Welch ein Start in die Realität Honduras. Wir erhielten nachts Anrufe mit Notfällen, beobachteten Demonstrationen, welche in Gewalt endeten, hatten Sitzungen mit diversen Behörden etc. Die ersten Monate waren schwierig, geprägt von Zweifeln, Aussichtslosigkeit, Übermüdung und der ständigen Frage nach dem Sinn unserer Arbeit. Denn PBI arbeitet nach den Prinzipien der Gewaltfreiheit, Unparteilichkeit und Nichteinmischung, was dazu führt, dass der Handlungsspielraum limitiert ist. Es ist frustrierend zu wissen, dass ein Beamter verantwortlich ist für Menschenrechtsverletzungen und dies nicht anklagend benennen zu dürfen, sondern stets eine unparteiische und neutrale Sprache zu gebrauchen. Doch mit der Zeit gewöhnte ich mich daran und noch wichtiger, ich erkannte die positiven Seiten dieser Prinzipien und konnte mich damit identifizieren. Zudem konnte ich einmal mehr lernen, dass nicht alles nur schwarz oder weiss ist, wie es oftmals scheint.

Hoffnung

Es ist der Austausch mit den Menschen, welcher hilft die Graustufen zu sehen, Verständnis zu zeigen und mit Hoffnung vorwärts zu blicken. Die begleiteten MenschenrechtsverteidigerInnen sind Kämpfer, welche sich für ihr Land, den Zugang zu Nahrung, Meinungsfreiheit oder die Anerkennung ihrer sexuellen Identität einsetzen und dafür oft ihr Leben und ihre Integrität riskieren. Doch es waren nicht nur die Begleitungen und Treffen mit den AktivistInnen, sondern auch die Gespräche mit Polizisten, ranghohen Militärs oder europäischen Botschaftern, welche dafür sorgten, dass ich auch die andere Seite zu sehen und zu verstehen lernte. Denn leider ist auf die eine oder andere Weise auch ein Polizist, welcher die Befehle seines Chefs befolgt, ein Opfer des Systems.

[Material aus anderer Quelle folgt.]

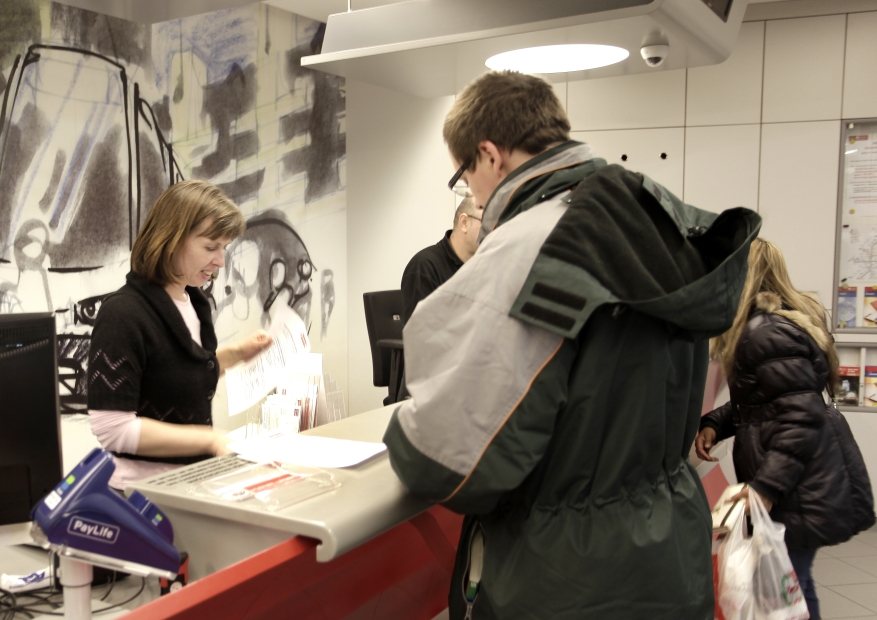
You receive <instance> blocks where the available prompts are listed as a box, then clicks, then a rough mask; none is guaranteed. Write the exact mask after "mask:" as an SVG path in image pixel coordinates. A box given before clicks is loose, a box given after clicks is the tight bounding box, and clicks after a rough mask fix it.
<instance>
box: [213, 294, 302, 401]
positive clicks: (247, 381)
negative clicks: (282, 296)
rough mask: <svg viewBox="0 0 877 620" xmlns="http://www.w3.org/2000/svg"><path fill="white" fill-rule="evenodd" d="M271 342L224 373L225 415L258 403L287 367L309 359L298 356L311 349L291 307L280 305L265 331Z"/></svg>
mask: <svg viewBox="0 0 877 620" xmlns="http://www.w3.org/2000/svg"><path fill="white" fill-rule="evenodd" d="M268 333H269V334H270V335H271V337H272V338H274V342H272V343H271V346H270V347H268V348H267V349H265V350H264V351H262V353H260V354H259V355H258V356H256V357H254V358H253V359H251V360H250V361H249V362H245V363H243V364H238V365H237V366H234V367H232V368H229V369H228V370H227V371H226V372H225V386H226V392H227V393H228V414H229V415H235V414H238V413H242V412H244V411H246V410H247V409H249V408H250V407H252V406H253V405H255V404H256V403H258V402H259V401H260V400H261V399H262V398H264V397H265V395H266V394H268V392H270V391H271V390H273V389H274V388H275V387H277V384H278V383H280V382H281V381H283V380H284V379H285V378H286V376H287V375H288V372H289V369H290V368H298V367H300V366H301V365H302V364H303V363H304V364H307V363H309V362H306V361H302V360H301V359H300V357H301V355H300V354H302V353H307V352H309V351H310V350H311V343H310V340H308V330H307V327H306V326H305V324H304V321H302V320H301V317H300V316H299V315H298V313H297V312H295V310H293V309H292V308H290V307H289V306H281V307H280V309H279V310H278V312H277V313H276V314H275V315H274V320H273V321H272V322H271V329H270V330H269V331H268Z"/></svg>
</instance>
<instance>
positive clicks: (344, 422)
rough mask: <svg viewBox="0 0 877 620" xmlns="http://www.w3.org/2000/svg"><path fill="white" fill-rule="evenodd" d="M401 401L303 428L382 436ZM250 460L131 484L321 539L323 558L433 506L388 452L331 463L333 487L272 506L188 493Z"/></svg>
mask: <svg viewBox="0 0 877 620" xmlns="http://www.w3.org/2000/svg"><path fill="white" fill-rule="evenodd" d="M397 406H398V404H394V405H390V406H387V407H383V408H381V409H375V410H373V411H368V412H366V413H361V414H359V415H356V416H351V417H349V418H345V419H343V420H339V421H337V422H332V423H330V424H326V425H324V426H320V427H317V428H314V429H311V430H309V431H304V432H305V433H306V434H310V435H317V436H322V437H334V438H337V439H352V440H358V441H371V442H380V441H381V439H382V438H383V435H384V431H385V430H386V427H387V424H388V423H389V421H390V417H391V415H392V413H393V410H394V409H395V408H396V407H397ZM248 465H252V463H250V462H248V461H244V460H242V459H240V458H238V457H237V456H236V455H226V456H222V457H217V458H214V459H210V460H207V461H203V462H201V463H196V464H194V465H188V466H186V467H183V468H180V469H177V470H174V471H173V472H169V473H166V474H161V475H158V476H153V477H151V478H146V479H144V480H141V481H138V482H136V483H133V484H131V485H129V487H130V488H132V489H136V490H138V491H140V492H141V493H143V494H144V495H145V496H146V497H148V498H149V499H150V500H152V501H153V502H154V503H156V504H157V505H158V506H160V507H162V508H163V509H165V510H167V509H168V508H170V509H172V512H171V514H170V515H169V516H170V517H171V522H172V524H173V523H176V517H175V516H174V514H175V513H176V514H179V512H180V511H183V512H186V513H190V514H191V515H201V516H203V517H206V518H209V519H213V520H215V519H220V520H223V521H232V522H237V523H241V524H246V525H248V526H250V527H253V526H255V527H260V528H266V529H269V530H274V531H276V532H285V533H288V534H290V535H302V536H308V537H311V538H315V539H317V540H319V541H320V544H319V545H318V546H317V560H318V561H320V562H328V561H330V560H332V559H333V558H335V557H337V556H339V555H341V554H343V553H345V552H346V551H349V550H351V549H353V548H355V547H357V546H359V545H361V544H362V543H364V542H366V541H368V540H370V539H372V538H374V537H375V536H377V535H378V534H381V533H383V532H385V531H387V530H389V529H391V528H393V527H395V526H396V525H399V524H400V523H403V522H404V521H407V520H408V519H410V518H412V517H414V516H416V515H418V514H420V513H421V512H423V511H425V510H427V509H429V508H430V506H432V502H429V501H427V500H424V499H419V498H416V497H414V496H412V495H410V494H408V492H407V491H406V490H405V488H404V487H403V486H402V483H401V482H400V481H399V478H398V477H397V476H396V474H395V472H393V470H392V468H391V466H390V461H389V457H388V455H387V453H386V452H384V453H382V454H380V455H378V456H376V457H374V458H372V459H370V460H368V461H366V462H364V463H361V464H359V465H357V466H354V467H347V468H344V469H329V470H327V471H329V472H331V473H332V475H333V476H335V479H336V480H337V481H338V482H340V483H341V484H340V486H339V487H338V488H337V489H334V490H332V491H329V492H327V493H323V494H321V495H318V496H316V497H312V498H310V499H307V500H304V501H302V502H299V503H296V504H293V505H291V506H289V507H287V508H283V509H280V510H277V511H274V512H269V511H266V510H265V509H264V508H262V507H261V506H256V505H253V502H240V503H233V502H228V501H223V500H220V499H215V500H214V499H208V498H205V497H201V496H194V495H192V494H191V493H190V492H189V490H190V489H191V488H192V487H193V485H195V484H197V483H199V482H201V481H203V480H207V479H209V478H212V477H213V476H216V475H218V474H221V473H226V472H231V471H234V470H235V469H239V468H242V467H245V466H248Z"/></svg>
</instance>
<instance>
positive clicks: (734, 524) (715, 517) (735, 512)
mask: <svg viewBox="0 0 877 620" xmlns="http://www.w3.org/2000/svg"><path fill="white" fill-rule="evenodd" d="M745 486H746V485H745V484H743V483H742V482H741V483H740V484H732V485H730V486H728V487H727V488H726V489H725V490H724V492H723V493H722V496H721V497H720V498H719V501H718V502H716V506H715V508H713V534H720V535H724V534H727V533H728V532H730V531H731V530H732V529H733V528H734V526H735V525H736V524H737V521H738V520H739V519H740V518H741V517H742V516H743V512H744V511H745V509H746V500H744V499H738V500H735V501H731V498H732V497H734V496H735V495H737V493H739V492H740V491H742V490H743V487H745Z"/></svg>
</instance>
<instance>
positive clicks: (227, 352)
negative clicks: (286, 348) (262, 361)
mask: <svg viewBox="0 0 877 620" xmlns="http://www.w3.org/2000/svg"><path fill="white" fill-rule="evenodd" d="M272 342H274V339H273V338H272V337H271V336H269V335H268V332H266V331H265V330H264V329H260V330H259V331H257V332H253V333H252V334H251V335H250V336H248V337H247V338H244V339H243V340H238V341H237V342H236V343H234V344H230V345H228V346H224V347H220V348H219V349H217V351H216V359H217V360H219V374H220V375H223V374H225V371H226V370H228V369H229V368H231V367H232V366H234V365H235V364H239V363H240V362H246V361H248V360H251V359H253V358H254V357H256V356H257V355H259V353H261V352H262V351H264V350H265V349H267V348H268V347H270V346H271V343H272Z"/></svg>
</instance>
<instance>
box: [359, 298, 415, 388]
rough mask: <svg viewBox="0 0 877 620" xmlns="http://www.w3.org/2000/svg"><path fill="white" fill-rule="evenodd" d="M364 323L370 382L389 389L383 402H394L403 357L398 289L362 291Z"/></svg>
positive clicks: (403, 365)
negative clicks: (391, 289) (394, 290)
mask: <svg viewBox="0 0 877 620" xmlns="http://www.w3.org/2000/svg"><path fill="white" fill-rule="evenodd" d="M362 301H363V304H364V305H365V326H366V329H368V341H369V345H370V346H371V351H372V383H374V385H375V386H376V387H385V386H386V387H387V388H389V394H388V396H387V397H386V398H385V399H384V405H389V404H391V403H395V402H397V400H398V399H399V391H400V386H401V383H402V369H403V366H404V363H405V357H404V354H403V350H402V291H398V290H397V291H376V292H373V293H363V294H362Z"/></svg>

Auch wenn die Arbeit mit PBI anstrengend und emotional herausfordernd war, hat sich der Einsatz rückblickend gelohnt, denn ich habe in diesem Jahr sehr viel gelernt, auf professioneller sowie auf persönlicher Ebene und durfte viele schöne Begegnungen erleben. Ich bin dankbar dafür, dass ich Teil dieses Projektes sein durfte, welches ich während meines Jahres oft hinterfragte, da es mir so klein und unbedeutend vorkam, aber welches von den MenschenrechtsverteidigerInnen in Honduras unglaublich geschätzt wird.